Sociologicamente, é possível verificar uma comunhão de influências tanto rurais africanas como urbanas europeias. Quase é possível identificar um estilo proveniente da disrupção/fricção das diversas influências em choque, que acaba por posicioná-las na mesma direção. O caráter particular da vivência nos musseques chega a provocar uma mudança de atitude dentro e fora dos mesmos. São, assim, comuns os casos de poligamia e vida dupla dos seus habitantes (Venâncio, 2013: 55-57).

No que toca a falta de condições de conforto, segurança e habitabilidade, além do risco de desalojamento, os musseques não fornecem condições suficientes de saneamento, para além de arruamentos mal definidos, falta de infraestruturas e falta de água e eletricidade. O assentamento é feito, geralmente, em terrenos argilosos, com problemas de drenagem das águas fluviais, e muitas vezes em "áreas de risco, tais como taludes acentuados, valas de drenagem naturais, depressões com água natural, etc." (Bettencourt, 2011: 56) O musseque também acaba por funcionar como suporte a um sistema informal financeiro, que assenta em comércio na via pública, à própria porta de casa ou aos automóveis presos no tráfego.

Hoje, os musseques não são representativos da segregação racial que os caraterizava no período colonial, mas mantêm uma cultura cimentada por todas as fases e alterações já mencionadas. As classes que os habitam continuam a ser a que produz rendimentos mais baixos, vivendo no limiar da pobreza.
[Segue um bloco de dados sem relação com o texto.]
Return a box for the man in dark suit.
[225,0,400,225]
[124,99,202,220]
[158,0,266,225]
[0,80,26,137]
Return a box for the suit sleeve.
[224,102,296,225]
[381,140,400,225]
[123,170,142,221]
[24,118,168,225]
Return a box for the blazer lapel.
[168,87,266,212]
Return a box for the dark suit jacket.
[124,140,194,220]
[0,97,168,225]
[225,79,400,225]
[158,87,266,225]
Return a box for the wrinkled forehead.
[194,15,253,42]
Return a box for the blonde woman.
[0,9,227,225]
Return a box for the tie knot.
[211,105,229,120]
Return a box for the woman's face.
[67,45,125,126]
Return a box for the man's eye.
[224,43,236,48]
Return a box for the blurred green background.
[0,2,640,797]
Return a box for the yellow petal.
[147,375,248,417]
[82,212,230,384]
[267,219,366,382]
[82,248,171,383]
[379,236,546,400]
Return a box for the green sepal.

Problemas mencionados anteriormente mantêm-se, como sistemas de luz e água deficitários, com cortes frequentes e sem acesso a muitas áreas da cidade; falta de saneamento e recolha de lixo (existência de lixeiras junto a habitações). O tráfego automóvel é um

51 problema derivado do excessivo aumento populacional. As pessoas que trabalham no centro de Luanda, onde se situam a maior parte das atividades, vivem cada vez mais longe daqui.